SECOND AMENDMENT TO
THE HAIN CELESTIAL GROUP, INC.
2022 LONG TERM INCENTIVE AND STOCK AWARD PLAN
The Hain Celestial Group, Inc. 2022 Long Term Incentive and Stock Award Plan (the “2022 Plan”) is hereby amended in the manner set forth below, such amendment to be effective as of the effective time of approval of this Second Amendment to the 2022 Plan (the “Amendment”) by the stockholders of The Hain Celestial Group, Inc.
Notwithstanding the foregoing, the Amendment shall only become effective if it is approved by the Company’s stockholders at the Company’s 2025 Annual Meeting of Stockholders, or any adjournment thereof.

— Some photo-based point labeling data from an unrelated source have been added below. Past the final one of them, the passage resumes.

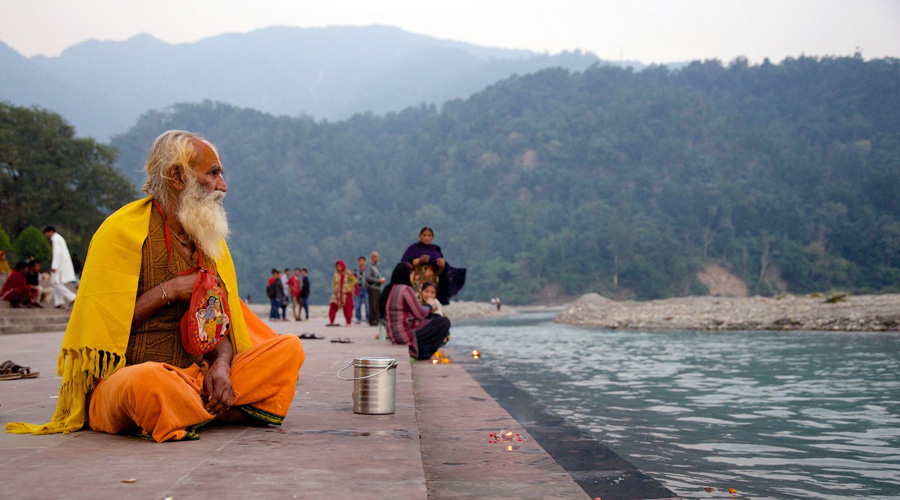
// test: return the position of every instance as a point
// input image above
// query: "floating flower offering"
(507, 436)
(439, 358)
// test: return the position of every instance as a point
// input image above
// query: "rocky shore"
(853, 313)
(456, 311)
(460, 311)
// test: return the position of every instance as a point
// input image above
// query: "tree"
(31, 242)
(50, 177)
(4, 240)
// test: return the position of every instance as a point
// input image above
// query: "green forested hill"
(609, 180)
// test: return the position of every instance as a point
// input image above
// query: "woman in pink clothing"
(407, 321)
(342, 286)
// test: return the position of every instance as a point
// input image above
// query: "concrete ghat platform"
(435, 445)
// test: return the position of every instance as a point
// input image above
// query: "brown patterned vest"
(159, 338)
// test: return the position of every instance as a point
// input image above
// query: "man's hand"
(217, 387)
(181, 288)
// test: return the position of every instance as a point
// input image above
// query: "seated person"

1. The first sentence of Section 4(a) of the 2022 Plan is deleted and replaced in its entirety with the following:
“Subject to the counting mechanics and adjustment as provided in Section 4(b) and 4(e) hereof, the total number of Shares reserved for issuance in connection with Awards under the Plan shall be 15,950,000, less one Share for each Share subject to an award granted under the Prior Plan or the Company’s 2019 Equity Inducement Award Program with a grant date after September 30, 2022.”
2. Except for the changes set forth above, the 2022 Plan remains in full force and effect.